Microfinance, with its proven viability of business model and ability to reach even the most remote places, will continue to remain a relevant for a large percentage of the population.


The success of microfinance in India, a proven fact over the last few years, clearly reveals the viability of the business model followed across the country. Additionally it also has the ability to reach out to a large percentage of the populace that has remained out of the purview of formal banking channels for decades. The importance of MFIs, working in tandem with banks, as an important conduit towards providing financial services to ‘unbanked’ millions, is reflected in a concept note from Sa-Dhan, the self-regulatory organization of MFIs.
Sa-Dhan finds that, if more than 22 lakh clients from self help groups are linked by credit to banks under the SHG-bank linkage programme, an additional 1 crore clients receive service through MFIs. This goes to show that not only has microfinance seen unprecedented growth over the last few years, the sector has securely established itself as a significant contributor to the government’s agenda of ‘financial inclusion’. Moreover, this sector can go a long way to pursue the government’s agenda of a cashless economy, thus, not only empowering people from far-flung parts of the country but also creating a significant social impact.
With microfinance in India standing at a crucial juncture, a 2016 report from the Asian Development Bank’s think tank, ADBI, finds that the country’s financial inclusion is undergoing a tectonic shift, with the focus being more on finance services instead of on credit.
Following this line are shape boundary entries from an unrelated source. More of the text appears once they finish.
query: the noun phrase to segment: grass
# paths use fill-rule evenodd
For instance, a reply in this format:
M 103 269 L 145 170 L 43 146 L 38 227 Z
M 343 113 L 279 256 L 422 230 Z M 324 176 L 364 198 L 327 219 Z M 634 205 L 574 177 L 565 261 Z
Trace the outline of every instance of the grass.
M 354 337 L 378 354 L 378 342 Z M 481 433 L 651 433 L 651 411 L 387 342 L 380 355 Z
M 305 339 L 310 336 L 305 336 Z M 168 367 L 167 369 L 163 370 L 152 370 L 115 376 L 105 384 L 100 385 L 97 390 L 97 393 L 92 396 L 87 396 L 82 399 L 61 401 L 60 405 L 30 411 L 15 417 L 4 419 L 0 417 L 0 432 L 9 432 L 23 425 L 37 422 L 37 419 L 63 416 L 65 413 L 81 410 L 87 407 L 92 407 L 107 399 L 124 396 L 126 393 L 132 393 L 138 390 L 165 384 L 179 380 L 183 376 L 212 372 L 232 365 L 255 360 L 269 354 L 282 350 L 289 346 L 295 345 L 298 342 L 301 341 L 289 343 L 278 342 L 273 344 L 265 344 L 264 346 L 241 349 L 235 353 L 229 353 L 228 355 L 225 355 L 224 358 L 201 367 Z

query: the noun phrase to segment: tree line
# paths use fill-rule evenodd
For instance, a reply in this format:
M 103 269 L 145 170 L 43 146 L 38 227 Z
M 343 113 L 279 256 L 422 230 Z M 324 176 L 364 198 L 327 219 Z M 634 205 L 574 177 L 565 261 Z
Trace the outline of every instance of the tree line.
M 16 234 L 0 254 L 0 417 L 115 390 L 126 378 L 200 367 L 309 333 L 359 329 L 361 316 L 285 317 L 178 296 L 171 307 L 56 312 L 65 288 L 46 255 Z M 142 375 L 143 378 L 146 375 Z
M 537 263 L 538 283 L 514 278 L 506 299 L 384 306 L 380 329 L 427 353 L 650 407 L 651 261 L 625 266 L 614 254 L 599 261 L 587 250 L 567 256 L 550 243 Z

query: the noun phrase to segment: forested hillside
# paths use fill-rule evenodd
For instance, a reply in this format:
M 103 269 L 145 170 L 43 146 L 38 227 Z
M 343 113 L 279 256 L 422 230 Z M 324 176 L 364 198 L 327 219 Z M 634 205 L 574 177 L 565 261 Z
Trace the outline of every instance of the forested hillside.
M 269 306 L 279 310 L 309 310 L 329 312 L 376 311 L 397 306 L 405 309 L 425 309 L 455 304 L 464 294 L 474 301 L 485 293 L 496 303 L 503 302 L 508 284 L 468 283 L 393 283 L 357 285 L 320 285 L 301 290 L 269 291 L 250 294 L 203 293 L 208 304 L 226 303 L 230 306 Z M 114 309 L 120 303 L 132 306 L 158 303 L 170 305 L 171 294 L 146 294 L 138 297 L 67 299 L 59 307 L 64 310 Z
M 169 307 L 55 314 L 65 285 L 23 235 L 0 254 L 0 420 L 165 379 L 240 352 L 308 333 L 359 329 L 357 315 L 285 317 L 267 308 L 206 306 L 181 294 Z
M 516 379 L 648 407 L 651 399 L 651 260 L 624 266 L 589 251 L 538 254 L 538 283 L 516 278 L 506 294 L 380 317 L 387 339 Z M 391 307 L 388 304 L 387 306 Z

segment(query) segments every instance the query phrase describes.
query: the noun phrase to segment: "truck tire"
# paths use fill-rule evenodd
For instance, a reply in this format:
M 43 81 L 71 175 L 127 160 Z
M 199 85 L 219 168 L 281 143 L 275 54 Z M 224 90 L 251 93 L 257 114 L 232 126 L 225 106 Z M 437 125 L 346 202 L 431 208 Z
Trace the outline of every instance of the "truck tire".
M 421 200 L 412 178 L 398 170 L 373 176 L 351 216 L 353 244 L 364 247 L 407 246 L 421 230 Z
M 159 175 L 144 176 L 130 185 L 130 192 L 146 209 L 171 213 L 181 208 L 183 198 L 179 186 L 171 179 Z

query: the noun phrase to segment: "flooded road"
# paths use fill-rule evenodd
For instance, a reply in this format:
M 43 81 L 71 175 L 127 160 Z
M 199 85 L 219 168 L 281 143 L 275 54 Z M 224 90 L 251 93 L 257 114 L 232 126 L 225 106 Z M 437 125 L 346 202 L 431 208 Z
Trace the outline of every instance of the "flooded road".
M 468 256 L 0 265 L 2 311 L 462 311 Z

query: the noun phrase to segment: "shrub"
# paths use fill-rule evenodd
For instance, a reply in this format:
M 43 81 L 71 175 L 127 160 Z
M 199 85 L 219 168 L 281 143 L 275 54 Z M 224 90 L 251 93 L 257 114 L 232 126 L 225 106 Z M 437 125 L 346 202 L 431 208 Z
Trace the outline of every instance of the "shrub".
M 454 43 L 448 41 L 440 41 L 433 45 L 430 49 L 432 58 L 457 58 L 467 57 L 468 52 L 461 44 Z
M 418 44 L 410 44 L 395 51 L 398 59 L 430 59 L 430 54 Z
Under these changing circumstances, it is only natural that MFIs, which mostly serve low-income households through their women members, will go a long way in extending their agenda of including more and more people into the financial mainstream.
Moreover, for a country like India, where around 26 percent of the population lives below the poverty line, MFIs have come across as an alternative for the rural poor to get out of the clutches of loan sharks. In this context, it is significant to mention that unlike commercial banks, where large scale defaulting has become a crisis, in microfinance, the default rate is found to be less than 10 percent.